Выражение лица Лалиберте неуловимо изменилось. Суперинтендант был опытным игроком, но Адамберг читал по глазам лучше детектора лжи. Лалиберте перешел в наступление, а Адамберг скрестил руки на животе и откинулся на спинку стула, став еще более невозмутимым.
— Ноэлла Кордель умерла вечером двадцать шестого октября, — сообщил суперинтендант. — Между двадцатью двумя тридцатью и двадцатью тремя тридцатью.
«Отлично», — подумал Адамберг, осознавая всю неуместность такой реакции в сложившихся обстоятельствах. В последний раз он видел Ноэллу, когда убежал от нее через окно, вечером 24 октября. Он опасался смертного приговора, ждал, что Лалиберте назовет вечер 24 октября.
— Точнее время назвать нельзя?
— Нет. Она ужинала около половины восьмого, и переваривание уже началось.
— В каком озере вы ее нашли? Далеко отсюда?
В озере Пинк, подумал Адамберг, где же еще?
— Продолжим завтра, — внезапно решил Лалиберте, поднимаясь. — А то ты вот-вот спустишь собак на квебекских копов. Я просто хотел поставить тебя в известность. Вам забронировали два номера в гостинице «Бребеф», в парке Гатино. Годится?
— Бребеф — это фамилия?
— Да, одного француза. Он был упрям как мул, и ирокезы его сожрали — за то, что пытался вешать им лапшу на уши.
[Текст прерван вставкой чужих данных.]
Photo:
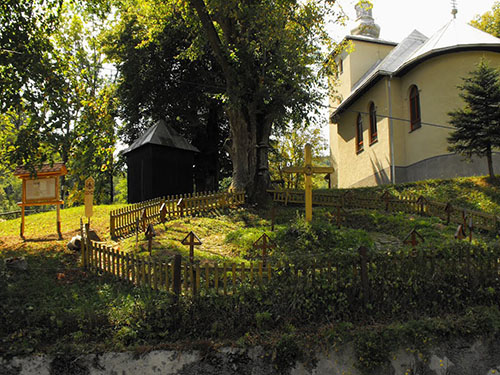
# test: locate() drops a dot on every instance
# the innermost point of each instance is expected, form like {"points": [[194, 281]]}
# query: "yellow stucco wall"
{"points": [[351, 166], [363, 56], [437, 80]]}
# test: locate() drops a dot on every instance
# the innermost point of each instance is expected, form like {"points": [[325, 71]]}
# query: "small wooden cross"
{"points": [[386, 197], [273, 217], [308, 170], [448, 209], [264, 243], [338, 216], [181, 204], [163, 212], [144, 218], [150, 233], [412, 238], [192, 240], [460, 233]]}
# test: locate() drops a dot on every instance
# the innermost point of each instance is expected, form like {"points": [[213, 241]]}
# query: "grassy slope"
{"points": [[54, 304]]}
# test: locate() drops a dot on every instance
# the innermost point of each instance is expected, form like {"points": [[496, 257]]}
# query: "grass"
{"points": [[55, 306]]}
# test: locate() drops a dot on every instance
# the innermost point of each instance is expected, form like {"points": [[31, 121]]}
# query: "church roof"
{"points": [[416, 48], [163, 135]]}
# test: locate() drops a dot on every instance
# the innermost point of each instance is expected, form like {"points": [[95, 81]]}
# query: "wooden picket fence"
{"points": [[179, 277], [364, 276], [125, 222], [390, 203]]}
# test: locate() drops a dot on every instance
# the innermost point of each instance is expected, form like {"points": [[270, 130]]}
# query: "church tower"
{"points": [[367, 25]]}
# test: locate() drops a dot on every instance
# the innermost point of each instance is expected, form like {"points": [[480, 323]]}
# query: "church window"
{"points": [[415, 119], [373, 123], [359, 134]]}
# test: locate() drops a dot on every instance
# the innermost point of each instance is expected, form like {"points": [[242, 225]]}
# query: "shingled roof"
{"points": [[163, 135], [416, 48]]}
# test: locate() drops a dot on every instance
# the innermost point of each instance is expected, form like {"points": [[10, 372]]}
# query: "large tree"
{"points": [[156, 82], [56, 104], [477, 124], [267, 51]]}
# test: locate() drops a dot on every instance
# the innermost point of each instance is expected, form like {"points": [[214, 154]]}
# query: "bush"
{"points": [[304, 242]]}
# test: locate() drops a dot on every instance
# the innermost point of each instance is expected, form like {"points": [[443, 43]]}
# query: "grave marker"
{"points": [[413, 238], [192, 240], [150, 234], [264, 243], [308, 170], [89, 197]]}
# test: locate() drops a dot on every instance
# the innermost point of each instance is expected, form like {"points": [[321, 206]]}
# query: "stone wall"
{"points": [[457, 358]]}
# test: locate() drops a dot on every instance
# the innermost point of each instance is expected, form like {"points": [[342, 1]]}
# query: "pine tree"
{"points": [[477, 124]]}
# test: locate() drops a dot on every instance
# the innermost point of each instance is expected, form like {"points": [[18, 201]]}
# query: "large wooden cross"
{"points": [[308, 170]]}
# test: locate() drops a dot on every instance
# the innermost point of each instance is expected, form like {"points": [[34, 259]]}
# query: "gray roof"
{"points": [[416, 48], [163, 135]]}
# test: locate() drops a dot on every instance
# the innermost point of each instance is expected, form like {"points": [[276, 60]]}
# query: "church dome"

Мы заедем за вами в два часа, чтобы вы успели отдохнуть.
Суперинтендант — снова сама любезность — протянул ему руку.
— И ты расскажешь мне историю с вилами.
— Если сумеешь услышать, Орель.
Вопреки благим намерениям, Адамберг не мог думать о поразительном совпадении, столкнувшем его с Трезубцем на другом конце света. Мертвецы путешествуют с быстротой молнии. Он почувствовал опасность в маленькой церкви в Монреале, когда Вивальди нашептывал ему, что Фюльжанс знает об охоте, и советовал ему быть осторожным. Вивальди, судья, квинтет, подумал он и провалился в сон.
Ретанкур постучала в его дверь в шесть утра по местному времени. Он только что принял душ и заканчивал одеваться, так что перспектива начать трудный день с беседы с лейтенантом ему не улыбалась. Он предпочел бы полежать и подумать — побродить среди миллионов клеточек своего запутавшегося мозга. Но Ретанкур уже села на кровать и поставила на низкий столик термос с настоящим кофе — где только она его нашла? — две чашки и свежие булочки.
— Взяла в кафе, — пояснила она. — Так мы сможем спокойно поговорить. Не хочу, чтобы рожа Митча Портленса испортила мне аппетит.